Crystal structures of peanut lectin in the presence of synthetic β-N- and β-S-galactosides disclose evidences for the recognition of different glycomimetic ligands

Abstract

AbstractCarbohydrate−lectin interactions are involved in important cellular recognition processes, including viral and bacterial infections, inflammation, and tumor metastasis. Hence, the structural studies of lectin-synthetic glycan complexes are essential for understanding the lectin recognition processes and the further design of promising chemotherapeutics that interfere with sugar-lectin interactions.Plant lectins are excellent models for the study of the molecular recognition process. Among them, peanut lectin (PNA) is highly relevant in the glycobiology field, because of its specificity for β-galactosides, showing high affinity towards the Thomsen-Friedenreich (TF) antigen, a well-known tumor-associated carbohydrate antigen. Given this specificity, PNA is one of the most frequently used molecular probes for the recognition of tumor cell-surface O-glycans. Thus, it has been extensively used in glycobiology for inhibition studies with a variety of β-galactoside and β-lactoside ligands. Herein, crystal structures of PNA are reported in complex with six novel synthetic hydrolytically stable β-N- and β-S-galactosides.
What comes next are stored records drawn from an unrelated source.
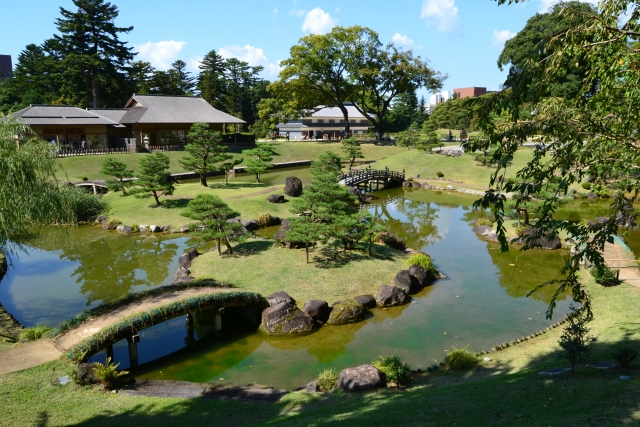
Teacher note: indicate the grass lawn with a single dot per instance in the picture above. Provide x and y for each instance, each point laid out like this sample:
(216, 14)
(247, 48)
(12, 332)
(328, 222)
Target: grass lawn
(77, 167)
(258, 266)
(250, 200)
(506, 391)
(463, 168)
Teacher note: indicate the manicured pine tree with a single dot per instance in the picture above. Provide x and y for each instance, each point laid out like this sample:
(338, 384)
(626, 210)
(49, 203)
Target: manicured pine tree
(205, 150)
(214, 214)
(153, 177)
(352, 150)
(263, 154)
(117, 169)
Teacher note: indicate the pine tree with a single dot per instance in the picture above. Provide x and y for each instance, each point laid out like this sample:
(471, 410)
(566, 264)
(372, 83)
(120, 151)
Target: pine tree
(205, 150)
(93, 55)
(117, 169)
(153, 177)
(214, 215)
(263, 154)
(352, 150)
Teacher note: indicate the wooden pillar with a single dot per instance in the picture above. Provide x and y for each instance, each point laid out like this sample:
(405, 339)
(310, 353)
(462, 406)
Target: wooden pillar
(109, 351)
(132, 343)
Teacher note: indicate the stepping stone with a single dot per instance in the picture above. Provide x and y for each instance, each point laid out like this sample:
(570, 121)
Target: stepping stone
(601, 365)
(554, 371)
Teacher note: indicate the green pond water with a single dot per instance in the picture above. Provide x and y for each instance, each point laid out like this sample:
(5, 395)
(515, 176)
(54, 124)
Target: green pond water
(483, 302)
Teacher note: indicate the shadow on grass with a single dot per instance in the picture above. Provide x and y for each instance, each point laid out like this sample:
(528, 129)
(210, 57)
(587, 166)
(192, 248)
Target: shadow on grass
(484, 396)
(331, 257)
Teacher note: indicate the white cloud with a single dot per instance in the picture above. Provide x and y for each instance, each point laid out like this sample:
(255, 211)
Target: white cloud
(401, 40)
(299, 13)
(545, 5)
(318, 21)
(501, 36)
(250, 54)
(160, 54)
(441, 13)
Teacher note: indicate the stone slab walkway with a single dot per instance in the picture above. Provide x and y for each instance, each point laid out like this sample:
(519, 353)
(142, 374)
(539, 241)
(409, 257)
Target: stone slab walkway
(616, 257)
(188, 390)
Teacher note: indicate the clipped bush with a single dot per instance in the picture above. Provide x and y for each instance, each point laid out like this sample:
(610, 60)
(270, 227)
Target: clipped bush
(625, 356)
(483, 221)
(394, 369)
(264, 220)
(34, 333)
(108, 373)
(328, 379)
(604, 275)
(423, 260)
(460, 359)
These complexes, along with computational simulations, disclosed key molecular binding interactions of the different sugars to PNA at the atomic level, revealing the role of specific water molecules in the protein–ligand recognition. Furthermore, binding affinity studies measured by isothermal titration calorimetry showed dissociation constant values in the micromolar range, as well as a positive glycoside cluster effect in terms of affinity in the case of the divalent compounds. Taken together, this work provides qualitative structural rationale for the upcoming synthesis of optimized glycoclusters, designed for the study of lectin-mediated biological processes. The understanding of the recognition of β-N- and β-S-galactosides with PNA represents a benchmark in protein-carbohydrate interactions since they are novel synthetic ligands not belonging to the family of O-linked glycosides.